O comboio prepara um belo chá para
as cigarras e para a pica-pau
- Aqui
tem, meninas…querem açúcar?
- Não,
obrigada. – Respondem todas
Elas bebem e suspiram.
- Huummm…
- Dizem em coro
- Mas que
chá requintado…- Comenta a pica-pau
- Huummm…que
sabor raro. – Comenta outra cigarra
- Está uma
manjar das deusas… - Diz outra cigarra
- Não
conhecia estes sabores, mas adoro. – Comenta outra cigarra
- Onde se
encontra este chá tão bom? – Pergunta outra cigarra
- À saída,
eu ofereço-vos uma caixa…ou então vem tomá-lo aqui, sempre que quiserem. – Diz o
comboio
-
Obrigada. – Dizem em coro.
- Fiquem à
vontade. Qualquer coisa é só pedirem ou dizerem. – Diz o comboio
Todos exploram o comboio. Tinha roupas
de diferentes culturas, jóias, chapéus, gorros, cobertores, lanternas, mantas,
fatos-de-banho, máquinas fotográficas e de filmar, milhares de fotografias de
animais, paisagens e outros objectos. Tinha pratos de comidas típicas de países
diferentes, borboletas e flores de todas as cores, voavam milhares de bolas de
sabão e havia muita música, muitas luzes a piscar. De repente, o comboio
levanta voo.
- Agora,
olhem pelas janelas, e vejam a vossa floresta de cima, à noite.

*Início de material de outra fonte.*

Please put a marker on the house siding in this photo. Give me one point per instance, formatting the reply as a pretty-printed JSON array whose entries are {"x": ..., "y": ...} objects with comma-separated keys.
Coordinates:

Recolhem-se as fotografias e
abrem-se umas janelas enormes. Apagam-se as luzes do comboio, e todos olham
pelas janelas.
- Ááááááááhhhhhh!
- Suspiram todos a sorrir encantados
- Estamos
a andar? – Pergunta uma cigarra
- Sim! É seguríssimo
andar aqui. – Responde o comboio
- Que
linda que é a nossa floresta! – Diz outro grilo
- De dia e
de noite. – Acrescenta outro grilo
- Olha as
casa dos anões… - Repara outra cigarra
-
Maravilhoso. – Suspira outra cigarra
- É mesmo!
– Sorri o comboio
- Já
tinhas andado por aqui? – Pergunta a pica-pau
- Sim,
quando cheguei. – Diz o comboio
Depois da vista de sonho, o comboio
volta a pousar. E acontecem coisas muito diferentes, todos brincam, saltam em
piscinas de espuma, atiram espuma uns aos outros, mergulham em piscinas de água
quente, e jacuzzis, escorregam em colchões de esponja e de plástico, brincam
uns com os outros, convivem alegremente até ficarem com muito sono.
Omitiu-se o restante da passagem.